Tablet computers aren’t new but Apple’s iPad has revitalised the market – I recently wrote about this when I examined the potential impact on desktop managed service – and one report I read suggested that there were over 80 tablets launched at CES!
For many years, CIOs have been standardising end-user computing environments on Intel x86 hardware and Windows operating systems, with appropriate levels of lockdown and control which makes it all the more interesting to see the variation in hardware, form factor and operating system in these new devices.
Our IT departments will struggle to support this plethora of devices yet IT consumerisation will force us to. But this isn’t a new phenomenon – ten years ago I was working in an organisation which was trying to standardise on Windows CE devices as they provided the best application support platform for the business, whilst the execs were asking for BlackBerrys so they could access e-mail on the move.
Guess what happened?
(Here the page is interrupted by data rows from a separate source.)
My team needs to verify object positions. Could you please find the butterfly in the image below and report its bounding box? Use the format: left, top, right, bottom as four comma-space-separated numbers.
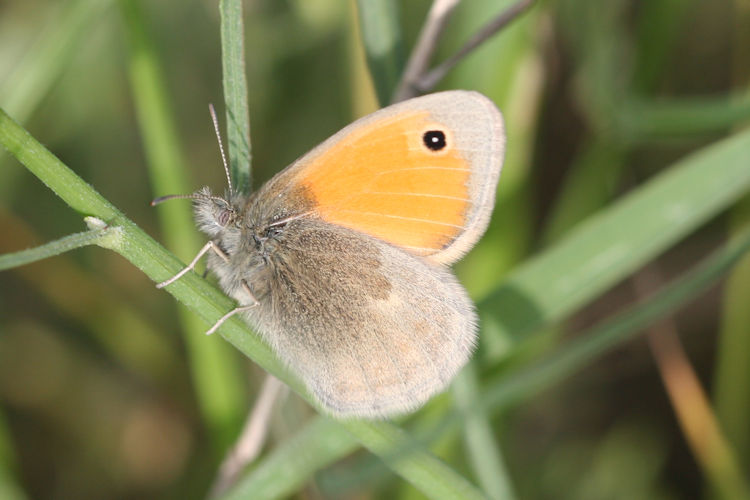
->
155, 91, 505, 418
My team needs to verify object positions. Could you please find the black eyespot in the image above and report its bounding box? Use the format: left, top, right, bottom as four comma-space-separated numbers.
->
422, 130, 446, 151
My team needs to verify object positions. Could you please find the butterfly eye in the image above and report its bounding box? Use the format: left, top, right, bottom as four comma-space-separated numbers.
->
422, 130, 447, 151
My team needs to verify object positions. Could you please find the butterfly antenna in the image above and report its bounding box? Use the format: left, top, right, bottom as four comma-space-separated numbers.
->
208, 103, 233, 193
151, 193, 229, 207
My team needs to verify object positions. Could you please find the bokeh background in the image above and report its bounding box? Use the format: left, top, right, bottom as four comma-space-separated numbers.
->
0, 0, 750, 499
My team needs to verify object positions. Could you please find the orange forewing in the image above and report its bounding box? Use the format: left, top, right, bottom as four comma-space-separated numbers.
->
295, 111, 471, 255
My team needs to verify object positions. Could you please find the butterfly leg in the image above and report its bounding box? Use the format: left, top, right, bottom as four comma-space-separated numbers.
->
156, 241, 229, 288
206, 280, 258, 335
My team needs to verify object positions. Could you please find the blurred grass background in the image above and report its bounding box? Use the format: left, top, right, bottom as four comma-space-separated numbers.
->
0, 0, 750, 499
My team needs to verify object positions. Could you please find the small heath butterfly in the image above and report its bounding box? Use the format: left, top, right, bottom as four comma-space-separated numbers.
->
154, 91, 505, 418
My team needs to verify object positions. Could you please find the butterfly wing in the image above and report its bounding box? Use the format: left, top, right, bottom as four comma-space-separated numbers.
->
241, 219, 476, 418
266, 91, 505, 264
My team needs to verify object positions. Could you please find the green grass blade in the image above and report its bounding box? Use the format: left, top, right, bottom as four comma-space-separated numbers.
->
0, 0, 112, 122
223, 416, 358, 500
0, 228, 112, 271
219, 0, 252, 194
120, 0, 246, 451
357, 0, 406, 106
620, 95, 750, 142
482, 227, 750, 412
714, 198, 750, 470
341, 421, 484, 499
453, 363, 516, 500
480, 127, 750, 339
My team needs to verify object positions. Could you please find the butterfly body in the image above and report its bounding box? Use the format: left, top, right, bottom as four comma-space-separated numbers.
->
180, 91, 504, 418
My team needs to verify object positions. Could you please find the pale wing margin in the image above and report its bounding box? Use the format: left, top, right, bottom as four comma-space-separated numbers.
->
404, 90, 505, 265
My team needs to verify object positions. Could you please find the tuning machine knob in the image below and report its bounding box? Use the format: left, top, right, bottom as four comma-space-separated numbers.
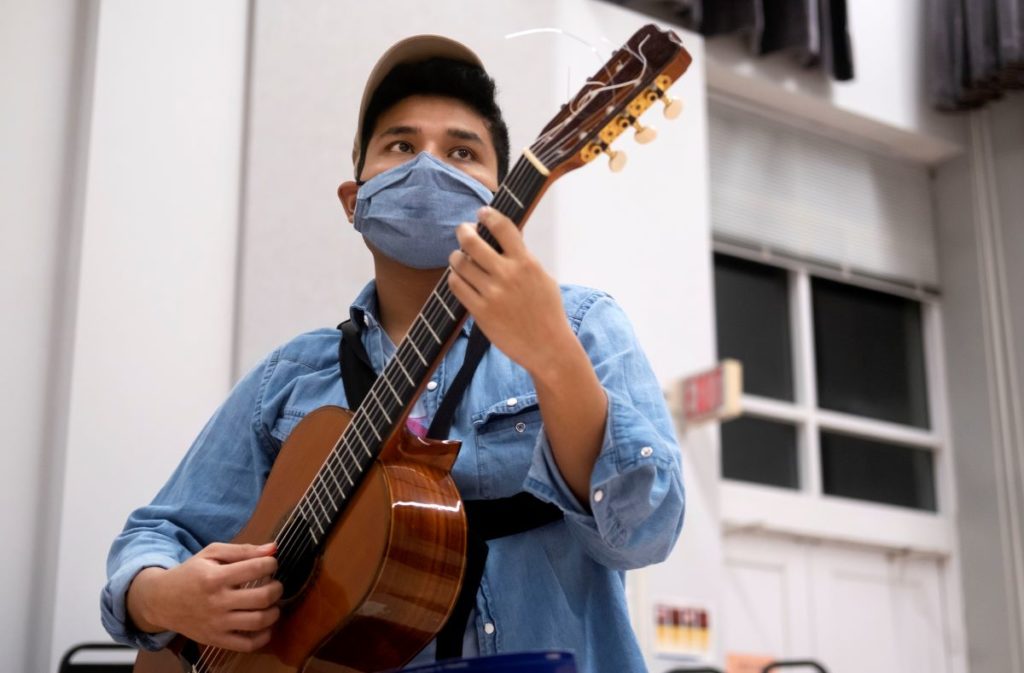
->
633, 122, 657, 144
604, 148, 627, 173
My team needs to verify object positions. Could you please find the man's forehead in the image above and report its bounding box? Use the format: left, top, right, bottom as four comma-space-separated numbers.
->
375, 124, 483, 144
372, 95, 487, 140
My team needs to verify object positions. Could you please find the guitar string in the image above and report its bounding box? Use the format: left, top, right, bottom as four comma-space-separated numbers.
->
196, 164, 543, 673
194, 37, 648, 665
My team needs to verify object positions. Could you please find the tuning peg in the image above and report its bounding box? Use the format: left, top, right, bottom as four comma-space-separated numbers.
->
604, 149, 627, 173
633, 122, 657, 144
662, 93, 683, 119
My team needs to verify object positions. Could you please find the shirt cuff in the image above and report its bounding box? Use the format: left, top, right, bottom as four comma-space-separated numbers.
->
101, 553, 179, 650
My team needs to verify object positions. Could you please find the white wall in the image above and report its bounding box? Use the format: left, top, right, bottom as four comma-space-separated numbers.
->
49, 0, 247, 670
0, 0, 87, 671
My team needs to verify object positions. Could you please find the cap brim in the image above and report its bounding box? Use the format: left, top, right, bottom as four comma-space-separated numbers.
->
352, 35, 483, 172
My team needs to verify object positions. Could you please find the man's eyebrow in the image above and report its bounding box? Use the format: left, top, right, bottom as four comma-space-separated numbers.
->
380, 126, 420, 135
447, 128, 483, 144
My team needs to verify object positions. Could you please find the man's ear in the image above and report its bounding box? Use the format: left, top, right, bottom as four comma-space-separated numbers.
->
338, 180, 359, 222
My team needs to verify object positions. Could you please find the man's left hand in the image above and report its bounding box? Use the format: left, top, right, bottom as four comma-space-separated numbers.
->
449, 207, 575, 378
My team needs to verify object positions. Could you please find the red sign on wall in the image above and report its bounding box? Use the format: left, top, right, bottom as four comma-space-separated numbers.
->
682, 360, 743, 424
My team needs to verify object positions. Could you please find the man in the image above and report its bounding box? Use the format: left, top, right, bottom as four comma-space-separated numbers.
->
101, 36, 683, 673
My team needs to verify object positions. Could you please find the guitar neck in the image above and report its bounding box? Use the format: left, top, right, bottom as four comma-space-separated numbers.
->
297, 157, 547, 531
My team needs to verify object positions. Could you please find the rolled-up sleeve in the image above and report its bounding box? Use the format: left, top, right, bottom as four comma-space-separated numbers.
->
523, 293, 685, 570
100, 353, 280, 649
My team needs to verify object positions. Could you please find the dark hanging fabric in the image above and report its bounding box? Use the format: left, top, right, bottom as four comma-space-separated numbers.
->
611, 0, 853, 80
928, 0, 1024, 110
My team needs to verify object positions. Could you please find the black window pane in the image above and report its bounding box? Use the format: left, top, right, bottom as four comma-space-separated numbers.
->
722, 416, 800, 489
812, 279, 930, 428
715, 255, 793, 399
821, 432, 936, 512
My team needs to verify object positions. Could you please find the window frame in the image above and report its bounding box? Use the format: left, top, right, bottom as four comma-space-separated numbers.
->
712, 236, 955, 555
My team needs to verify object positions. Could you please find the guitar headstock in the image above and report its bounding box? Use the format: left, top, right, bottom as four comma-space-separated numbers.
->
528, 24, 691, 179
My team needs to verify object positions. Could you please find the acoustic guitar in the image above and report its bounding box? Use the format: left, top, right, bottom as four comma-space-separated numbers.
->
134, 25, 690, 673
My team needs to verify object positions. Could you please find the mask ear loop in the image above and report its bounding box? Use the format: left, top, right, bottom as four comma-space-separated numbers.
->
505, 28, 611, 98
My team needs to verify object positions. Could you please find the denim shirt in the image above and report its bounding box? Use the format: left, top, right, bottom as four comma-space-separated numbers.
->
101, 282, 684, 673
We ended up with both.
And that’s what will happen with next-generation tablets, just as for smartphones. To some extent, it’s true for PCs too – the hardware and the operating system have become commoditised – and our task is to ensure that we can present the right data and the right applications to the right people, at the right time, on the right device.
Which brings back around me to my opening point: tablets featured heavily at CES but tablets are just one part of the IT mix. Will your organisation be supporting their use in the enterprise? And do you see them as serious business devices, or are they really just executive toys?